Should you discourage clients from nominating a foreign Executor in their Wills? Many South Africans have family members living overseas who would normally be nominated in a Will as Executor or co-Executor.
What does the law say?
Section 14 of the Administration of Estates Act stipulates that any person nominated in a Will lodged with the Master of the High Court and accepted by the Master shall be appointed as the Executor if they are not incapacitated and the nominee has complied with the Master’s requirements. Accordingly, the nominated Executor can be resident or non-resident and clients are within their rights nominating a non-resident Executor.
But wait – what are the practical implications?
It is highly likely that despite the Will exempting the Executor from filing security (which is often the case) the Master will override this provision and insist upon security where the nominee is non-resident.
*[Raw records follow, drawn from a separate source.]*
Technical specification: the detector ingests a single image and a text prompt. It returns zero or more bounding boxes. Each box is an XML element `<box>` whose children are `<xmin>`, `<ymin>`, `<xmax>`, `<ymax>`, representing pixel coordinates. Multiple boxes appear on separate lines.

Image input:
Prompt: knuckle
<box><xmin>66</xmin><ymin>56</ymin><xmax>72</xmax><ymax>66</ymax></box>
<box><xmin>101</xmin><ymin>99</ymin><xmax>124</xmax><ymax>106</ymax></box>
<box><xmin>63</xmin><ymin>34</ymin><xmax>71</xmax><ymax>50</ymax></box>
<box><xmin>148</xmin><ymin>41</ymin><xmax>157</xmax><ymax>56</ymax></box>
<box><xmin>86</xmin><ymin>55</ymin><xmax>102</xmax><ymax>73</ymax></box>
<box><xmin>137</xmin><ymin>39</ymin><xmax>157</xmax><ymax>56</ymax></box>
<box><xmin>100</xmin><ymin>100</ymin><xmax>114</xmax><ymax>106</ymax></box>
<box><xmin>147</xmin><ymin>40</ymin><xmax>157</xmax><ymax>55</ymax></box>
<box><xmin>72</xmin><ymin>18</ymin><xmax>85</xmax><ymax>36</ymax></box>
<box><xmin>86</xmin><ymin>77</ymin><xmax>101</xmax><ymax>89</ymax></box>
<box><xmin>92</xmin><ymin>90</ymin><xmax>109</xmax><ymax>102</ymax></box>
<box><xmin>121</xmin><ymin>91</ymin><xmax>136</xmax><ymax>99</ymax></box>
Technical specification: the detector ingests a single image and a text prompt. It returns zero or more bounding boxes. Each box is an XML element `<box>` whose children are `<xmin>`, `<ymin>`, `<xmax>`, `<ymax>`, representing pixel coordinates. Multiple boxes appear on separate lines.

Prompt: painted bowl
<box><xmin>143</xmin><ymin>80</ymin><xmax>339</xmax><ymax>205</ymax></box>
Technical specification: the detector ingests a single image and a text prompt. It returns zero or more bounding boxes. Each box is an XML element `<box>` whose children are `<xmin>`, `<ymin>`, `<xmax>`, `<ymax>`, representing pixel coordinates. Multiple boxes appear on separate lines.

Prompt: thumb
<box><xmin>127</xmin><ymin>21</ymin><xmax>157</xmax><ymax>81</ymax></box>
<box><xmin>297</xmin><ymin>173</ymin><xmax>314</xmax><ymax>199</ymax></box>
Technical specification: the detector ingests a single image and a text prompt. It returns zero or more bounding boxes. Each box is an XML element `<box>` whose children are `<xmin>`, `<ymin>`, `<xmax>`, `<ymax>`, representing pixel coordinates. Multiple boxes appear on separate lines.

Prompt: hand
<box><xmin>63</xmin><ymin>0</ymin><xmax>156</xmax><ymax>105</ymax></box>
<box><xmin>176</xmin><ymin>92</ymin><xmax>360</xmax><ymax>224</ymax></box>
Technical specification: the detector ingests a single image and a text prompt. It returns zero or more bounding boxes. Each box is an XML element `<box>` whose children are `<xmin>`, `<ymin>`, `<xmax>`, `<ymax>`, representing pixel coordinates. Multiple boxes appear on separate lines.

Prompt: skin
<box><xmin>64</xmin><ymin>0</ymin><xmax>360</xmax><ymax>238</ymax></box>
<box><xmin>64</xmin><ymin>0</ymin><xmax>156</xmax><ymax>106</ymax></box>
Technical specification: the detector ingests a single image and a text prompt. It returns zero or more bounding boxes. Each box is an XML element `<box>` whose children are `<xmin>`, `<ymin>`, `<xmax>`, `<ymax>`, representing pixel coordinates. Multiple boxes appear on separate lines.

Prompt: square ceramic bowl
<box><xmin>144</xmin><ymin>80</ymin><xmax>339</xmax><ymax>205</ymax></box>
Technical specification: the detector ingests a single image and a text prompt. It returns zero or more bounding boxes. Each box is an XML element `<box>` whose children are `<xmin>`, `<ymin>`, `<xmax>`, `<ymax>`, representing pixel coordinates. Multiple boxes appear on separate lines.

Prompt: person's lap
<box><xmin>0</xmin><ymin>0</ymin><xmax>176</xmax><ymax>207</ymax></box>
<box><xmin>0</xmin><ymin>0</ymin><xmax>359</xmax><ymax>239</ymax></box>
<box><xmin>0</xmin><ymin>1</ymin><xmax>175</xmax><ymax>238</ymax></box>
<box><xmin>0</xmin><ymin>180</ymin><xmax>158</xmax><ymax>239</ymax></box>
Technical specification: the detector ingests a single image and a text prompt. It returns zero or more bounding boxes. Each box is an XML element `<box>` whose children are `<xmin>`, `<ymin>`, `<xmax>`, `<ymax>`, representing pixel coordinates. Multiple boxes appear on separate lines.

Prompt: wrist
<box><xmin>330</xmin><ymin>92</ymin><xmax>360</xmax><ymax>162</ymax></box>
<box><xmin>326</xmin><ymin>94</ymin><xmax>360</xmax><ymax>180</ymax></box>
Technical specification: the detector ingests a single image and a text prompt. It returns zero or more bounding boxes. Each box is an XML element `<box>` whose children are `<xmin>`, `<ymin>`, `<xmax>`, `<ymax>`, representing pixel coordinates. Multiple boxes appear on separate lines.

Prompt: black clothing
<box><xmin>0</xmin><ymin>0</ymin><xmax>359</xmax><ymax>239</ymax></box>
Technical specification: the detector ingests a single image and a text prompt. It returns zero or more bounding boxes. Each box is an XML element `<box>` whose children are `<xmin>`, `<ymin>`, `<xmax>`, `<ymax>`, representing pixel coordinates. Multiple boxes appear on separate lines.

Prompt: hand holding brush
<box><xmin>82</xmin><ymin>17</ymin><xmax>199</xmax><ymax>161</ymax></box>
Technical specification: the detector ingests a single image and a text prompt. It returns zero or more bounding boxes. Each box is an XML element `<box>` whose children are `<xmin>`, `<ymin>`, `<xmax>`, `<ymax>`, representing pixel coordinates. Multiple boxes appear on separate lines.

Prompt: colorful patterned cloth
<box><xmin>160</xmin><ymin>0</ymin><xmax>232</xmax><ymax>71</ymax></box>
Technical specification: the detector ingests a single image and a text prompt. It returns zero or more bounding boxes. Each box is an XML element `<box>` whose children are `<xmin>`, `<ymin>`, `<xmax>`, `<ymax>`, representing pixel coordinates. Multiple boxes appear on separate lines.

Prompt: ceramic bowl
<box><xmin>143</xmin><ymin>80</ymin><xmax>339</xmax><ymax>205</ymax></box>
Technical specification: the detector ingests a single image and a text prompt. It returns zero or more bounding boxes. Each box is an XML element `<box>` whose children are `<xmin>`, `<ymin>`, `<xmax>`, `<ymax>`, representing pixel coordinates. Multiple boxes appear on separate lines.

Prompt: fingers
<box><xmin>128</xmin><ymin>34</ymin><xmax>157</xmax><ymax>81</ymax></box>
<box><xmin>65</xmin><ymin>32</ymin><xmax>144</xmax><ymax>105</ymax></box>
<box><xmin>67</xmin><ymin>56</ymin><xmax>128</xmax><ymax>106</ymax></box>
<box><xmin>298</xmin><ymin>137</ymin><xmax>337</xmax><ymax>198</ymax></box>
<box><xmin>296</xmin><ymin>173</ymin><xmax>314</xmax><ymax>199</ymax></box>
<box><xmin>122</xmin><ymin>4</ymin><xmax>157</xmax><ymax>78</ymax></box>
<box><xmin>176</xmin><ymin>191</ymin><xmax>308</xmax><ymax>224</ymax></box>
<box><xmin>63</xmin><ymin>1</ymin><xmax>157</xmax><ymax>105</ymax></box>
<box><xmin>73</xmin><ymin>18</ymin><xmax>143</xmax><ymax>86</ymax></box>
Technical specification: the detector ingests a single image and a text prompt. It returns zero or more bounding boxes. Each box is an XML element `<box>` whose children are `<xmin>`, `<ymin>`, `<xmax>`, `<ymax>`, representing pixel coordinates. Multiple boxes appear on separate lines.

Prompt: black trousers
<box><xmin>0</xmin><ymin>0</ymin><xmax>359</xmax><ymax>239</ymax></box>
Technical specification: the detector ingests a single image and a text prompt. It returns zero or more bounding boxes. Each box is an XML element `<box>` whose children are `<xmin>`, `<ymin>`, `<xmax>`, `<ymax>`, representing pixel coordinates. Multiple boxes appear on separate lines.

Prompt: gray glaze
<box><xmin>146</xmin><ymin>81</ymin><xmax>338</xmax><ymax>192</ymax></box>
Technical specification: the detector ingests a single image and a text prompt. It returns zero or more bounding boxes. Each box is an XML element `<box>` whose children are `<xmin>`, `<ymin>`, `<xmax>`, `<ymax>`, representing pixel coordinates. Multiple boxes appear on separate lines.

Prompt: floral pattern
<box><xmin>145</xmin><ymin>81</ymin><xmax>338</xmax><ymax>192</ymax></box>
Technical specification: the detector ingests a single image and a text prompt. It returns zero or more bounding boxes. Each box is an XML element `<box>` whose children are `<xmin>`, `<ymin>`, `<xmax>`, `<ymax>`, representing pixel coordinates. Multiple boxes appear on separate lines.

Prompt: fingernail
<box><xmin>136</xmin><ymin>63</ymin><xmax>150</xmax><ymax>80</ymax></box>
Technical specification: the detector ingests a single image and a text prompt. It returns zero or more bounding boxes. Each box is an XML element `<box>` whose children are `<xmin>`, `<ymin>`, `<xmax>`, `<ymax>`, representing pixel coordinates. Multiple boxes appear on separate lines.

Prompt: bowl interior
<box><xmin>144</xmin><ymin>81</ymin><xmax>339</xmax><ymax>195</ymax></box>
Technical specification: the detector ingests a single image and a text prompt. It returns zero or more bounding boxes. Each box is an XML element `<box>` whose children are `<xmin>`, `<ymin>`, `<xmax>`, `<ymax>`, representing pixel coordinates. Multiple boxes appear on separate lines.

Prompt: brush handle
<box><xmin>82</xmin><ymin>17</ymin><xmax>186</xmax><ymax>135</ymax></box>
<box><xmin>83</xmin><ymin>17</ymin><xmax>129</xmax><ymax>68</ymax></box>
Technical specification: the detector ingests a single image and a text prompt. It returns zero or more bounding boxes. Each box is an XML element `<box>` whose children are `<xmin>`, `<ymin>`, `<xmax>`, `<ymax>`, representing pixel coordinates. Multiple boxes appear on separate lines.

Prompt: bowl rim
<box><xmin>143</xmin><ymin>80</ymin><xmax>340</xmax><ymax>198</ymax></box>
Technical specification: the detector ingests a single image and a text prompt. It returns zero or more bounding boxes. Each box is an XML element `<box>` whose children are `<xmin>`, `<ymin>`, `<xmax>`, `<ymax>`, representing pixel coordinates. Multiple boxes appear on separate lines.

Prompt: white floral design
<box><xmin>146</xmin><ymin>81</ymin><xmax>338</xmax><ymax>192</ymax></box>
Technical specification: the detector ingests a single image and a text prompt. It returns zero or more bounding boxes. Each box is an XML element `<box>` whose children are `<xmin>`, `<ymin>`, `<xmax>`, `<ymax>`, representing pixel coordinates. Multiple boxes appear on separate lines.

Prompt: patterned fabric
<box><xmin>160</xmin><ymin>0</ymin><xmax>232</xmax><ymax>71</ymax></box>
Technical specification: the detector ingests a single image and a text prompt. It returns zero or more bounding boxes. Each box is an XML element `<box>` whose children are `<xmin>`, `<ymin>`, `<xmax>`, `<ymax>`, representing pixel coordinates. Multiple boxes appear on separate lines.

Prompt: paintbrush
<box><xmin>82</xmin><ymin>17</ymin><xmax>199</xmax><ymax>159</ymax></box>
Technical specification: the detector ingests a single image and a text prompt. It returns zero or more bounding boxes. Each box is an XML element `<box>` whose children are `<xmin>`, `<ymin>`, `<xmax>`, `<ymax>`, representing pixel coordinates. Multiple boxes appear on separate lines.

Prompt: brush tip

The Master has the discretion to override the Testator’s wishes in this regard and has confirmed that he will always call for security where the Executor is non-resident despite the Testator specifically exempting the Executor from filing security.
So why not simply obtain security?
Firstly, it is highly unlikely that a local underwriter will insure this risk precisely because the Executor is non-resident, and secondly, if you found an insurer willing to provide security, the premium is likely to be prohibitively expensive.
Persuade your client not only to appoint a resident Executor, but someone who has the necessary experience and qualifications to perform this onerous task.